You are viewing a plain text version of this content. The canonical link for it is here.
Posted to commits@impala.apache.org by ta...@apache.org on 2016/12/15 23:01:11 UTC
[45/50] [abbrv] incubator-impala git commit: IMPALA-4659: fuzz test
fixes
IMPALA-4659: fuzz test fixes
* Apply a 512m mem_limit to all fuzz tests. This limits aggregate memory
consumption to ~5GB per daemon(assuming 10 concurrent tests).
* Refactor the exec option handling to use the exec_option dimension.

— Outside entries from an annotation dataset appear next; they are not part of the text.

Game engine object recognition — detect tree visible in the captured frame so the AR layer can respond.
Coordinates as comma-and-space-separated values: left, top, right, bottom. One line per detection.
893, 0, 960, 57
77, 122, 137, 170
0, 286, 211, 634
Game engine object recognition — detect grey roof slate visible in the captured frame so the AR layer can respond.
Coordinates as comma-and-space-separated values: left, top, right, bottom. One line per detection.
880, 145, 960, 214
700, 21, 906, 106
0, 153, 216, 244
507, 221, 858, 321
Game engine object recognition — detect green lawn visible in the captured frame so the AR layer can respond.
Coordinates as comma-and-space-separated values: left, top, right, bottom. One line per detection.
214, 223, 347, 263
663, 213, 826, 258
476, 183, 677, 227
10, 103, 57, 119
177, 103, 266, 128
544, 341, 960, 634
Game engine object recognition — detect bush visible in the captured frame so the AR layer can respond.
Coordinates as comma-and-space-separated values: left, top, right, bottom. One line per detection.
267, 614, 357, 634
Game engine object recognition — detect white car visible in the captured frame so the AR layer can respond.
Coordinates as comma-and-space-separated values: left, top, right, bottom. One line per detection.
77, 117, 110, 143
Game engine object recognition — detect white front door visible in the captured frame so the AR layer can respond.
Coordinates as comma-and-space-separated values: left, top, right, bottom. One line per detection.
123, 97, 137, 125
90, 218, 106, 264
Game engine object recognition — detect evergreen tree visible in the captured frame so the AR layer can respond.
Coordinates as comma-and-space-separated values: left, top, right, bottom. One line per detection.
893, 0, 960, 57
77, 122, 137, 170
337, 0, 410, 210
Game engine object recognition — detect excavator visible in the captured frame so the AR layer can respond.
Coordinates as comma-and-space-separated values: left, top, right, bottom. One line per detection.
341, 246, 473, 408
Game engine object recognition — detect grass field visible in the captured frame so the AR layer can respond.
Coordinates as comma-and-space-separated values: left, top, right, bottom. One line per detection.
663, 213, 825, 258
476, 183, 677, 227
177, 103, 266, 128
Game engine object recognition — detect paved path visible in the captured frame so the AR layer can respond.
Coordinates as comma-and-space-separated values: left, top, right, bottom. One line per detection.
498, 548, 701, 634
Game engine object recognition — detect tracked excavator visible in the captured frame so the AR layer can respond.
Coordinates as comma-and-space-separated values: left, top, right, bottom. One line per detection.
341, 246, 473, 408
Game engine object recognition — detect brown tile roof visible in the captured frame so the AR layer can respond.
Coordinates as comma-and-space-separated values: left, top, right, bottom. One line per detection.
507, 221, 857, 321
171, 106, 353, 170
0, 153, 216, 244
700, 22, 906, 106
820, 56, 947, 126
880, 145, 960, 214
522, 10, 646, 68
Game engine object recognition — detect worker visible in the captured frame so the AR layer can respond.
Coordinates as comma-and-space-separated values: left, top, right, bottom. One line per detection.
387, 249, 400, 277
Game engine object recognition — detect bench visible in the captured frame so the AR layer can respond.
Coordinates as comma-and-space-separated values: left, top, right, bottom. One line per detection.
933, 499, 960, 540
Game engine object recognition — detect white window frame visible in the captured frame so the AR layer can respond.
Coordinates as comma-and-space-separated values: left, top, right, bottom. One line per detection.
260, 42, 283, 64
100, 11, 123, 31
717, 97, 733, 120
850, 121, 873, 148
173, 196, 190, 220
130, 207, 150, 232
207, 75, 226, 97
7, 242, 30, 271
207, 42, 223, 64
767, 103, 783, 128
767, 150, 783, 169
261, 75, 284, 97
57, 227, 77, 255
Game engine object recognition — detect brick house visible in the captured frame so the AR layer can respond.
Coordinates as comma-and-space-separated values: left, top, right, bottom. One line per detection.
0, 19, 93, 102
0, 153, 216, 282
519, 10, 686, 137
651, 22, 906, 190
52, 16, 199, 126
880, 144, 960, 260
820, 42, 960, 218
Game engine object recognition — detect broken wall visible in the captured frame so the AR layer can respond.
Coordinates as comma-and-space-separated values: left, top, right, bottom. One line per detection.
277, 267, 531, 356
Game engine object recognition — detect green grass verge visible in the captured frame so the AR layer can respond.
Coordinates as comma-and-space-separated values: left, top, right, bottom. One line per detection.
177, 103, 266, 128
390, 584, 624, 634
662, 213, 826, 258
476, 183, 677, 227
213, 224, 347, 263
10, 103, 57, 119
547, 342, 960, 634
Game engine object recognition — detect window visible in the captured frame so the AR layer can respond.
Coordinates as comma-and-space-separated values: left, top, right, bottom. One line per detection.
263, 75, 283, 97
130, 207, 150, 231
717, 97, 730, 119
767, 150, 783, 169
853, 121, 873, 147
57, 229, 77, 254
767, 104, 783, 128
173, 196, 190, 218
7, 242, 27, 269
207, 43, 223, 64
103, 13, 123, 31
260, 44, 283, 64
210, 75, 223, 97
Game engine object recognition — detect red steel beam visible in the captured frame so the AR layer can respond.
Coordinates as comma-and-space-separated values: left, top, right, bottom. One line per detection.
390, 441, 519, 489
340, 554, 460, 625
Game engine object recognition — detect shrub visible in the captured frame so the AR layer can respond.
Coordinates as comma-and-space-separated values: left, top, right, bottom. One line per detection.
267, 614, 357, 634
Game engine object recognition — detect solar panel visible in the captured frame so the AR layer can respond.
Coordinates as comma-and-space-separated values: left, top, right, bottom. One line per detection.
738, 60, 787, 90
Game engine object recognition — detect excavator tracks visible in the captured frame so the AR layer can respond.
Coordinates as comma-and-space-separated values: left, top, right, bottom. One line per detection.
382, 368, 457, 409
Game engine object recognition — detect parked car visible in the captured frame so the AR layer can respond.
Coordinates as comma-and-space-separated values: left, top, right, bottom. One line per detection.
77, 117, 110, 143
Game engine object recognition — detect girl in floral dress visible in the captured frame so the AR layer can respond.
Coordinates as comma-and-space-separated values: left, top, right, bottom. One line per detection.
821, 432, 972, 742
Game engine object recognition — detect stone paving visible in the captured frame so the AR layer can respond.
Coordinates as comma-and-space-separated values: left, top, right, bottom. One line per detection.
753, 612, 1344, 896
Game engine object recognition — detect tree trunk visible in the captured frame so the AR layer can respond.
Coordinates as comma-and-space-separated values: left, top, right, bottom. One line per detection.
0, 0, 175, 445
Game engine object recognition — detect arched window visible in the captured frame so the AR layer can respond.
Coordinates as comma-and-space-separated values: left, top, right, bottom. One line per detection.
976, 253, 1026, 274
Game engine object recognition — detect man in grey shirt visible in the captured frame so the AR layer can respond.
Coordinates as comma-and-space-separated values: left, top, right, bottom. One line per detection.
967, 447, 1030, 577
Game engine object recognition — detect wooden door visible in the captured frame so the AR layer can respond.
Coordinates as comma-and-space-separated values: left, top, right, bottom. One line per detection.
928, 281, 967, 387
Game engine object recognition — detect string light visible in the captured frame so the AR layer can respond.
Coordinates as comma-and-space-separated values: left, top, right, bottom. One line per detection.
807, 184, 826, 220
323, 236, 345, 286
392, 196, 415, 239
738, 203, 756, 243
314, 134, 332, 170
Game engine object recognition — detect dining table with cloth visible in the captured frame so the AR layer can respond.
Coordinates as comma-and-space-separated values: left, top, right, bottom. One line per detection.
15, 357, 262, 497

This avoids executing the test multiple times redundantly
* Remove the xfails to reduce noise, since there is no immediate plan to
fix the product bugs. Instead just pass the tests.
Testing:
Ran in a loop for ~1h to flush out flakiness.
Change-Id: Ie1942ceef252ec3e6171a0a54722b66a7d9abbd7
Reviewed-on: http://gerrit.cloudera.org:8080/5502
Reviewed-by: Tim Armstrong <ta...@cloudera.com>
Tested-by: Impala Public Jenkins
Project: http://git-wip-us.apache.org/repos/asf/incubator-impala/repo
Commit: http://git-wip-us.apache.org/repos/asf/incubator-impala/commit/246acba0
Tree: http://git-wip-us.apache.org/repos/asf/incubator-impala/tree/246acba0
Diff: http://git-wip-us.apache.org/repos/asf/incubator-impala/diff/246acba0
Branch: refs/heads/hadoop-next
Commit: 246acba0b37f61e708c17ea55f2300ef96908fd1
Parents: fc4ee65
Author: Tim Armstrong <ta...@cloudera.com>
Authored: Wed Dec 14 11:04:20 2016 -0800
Committer: Impala Public Jenkins <im...@gerrit.cloudera.org>
Committed: Thu Dec 15 01:31:28 2016 +0000
----------------------------------------------------------------------
tests/query_test/test_scanners_fuzz.py | 66 ++++++++++++++++++-----------
1 file changed, 41 insertions(+), 25 deletions(-)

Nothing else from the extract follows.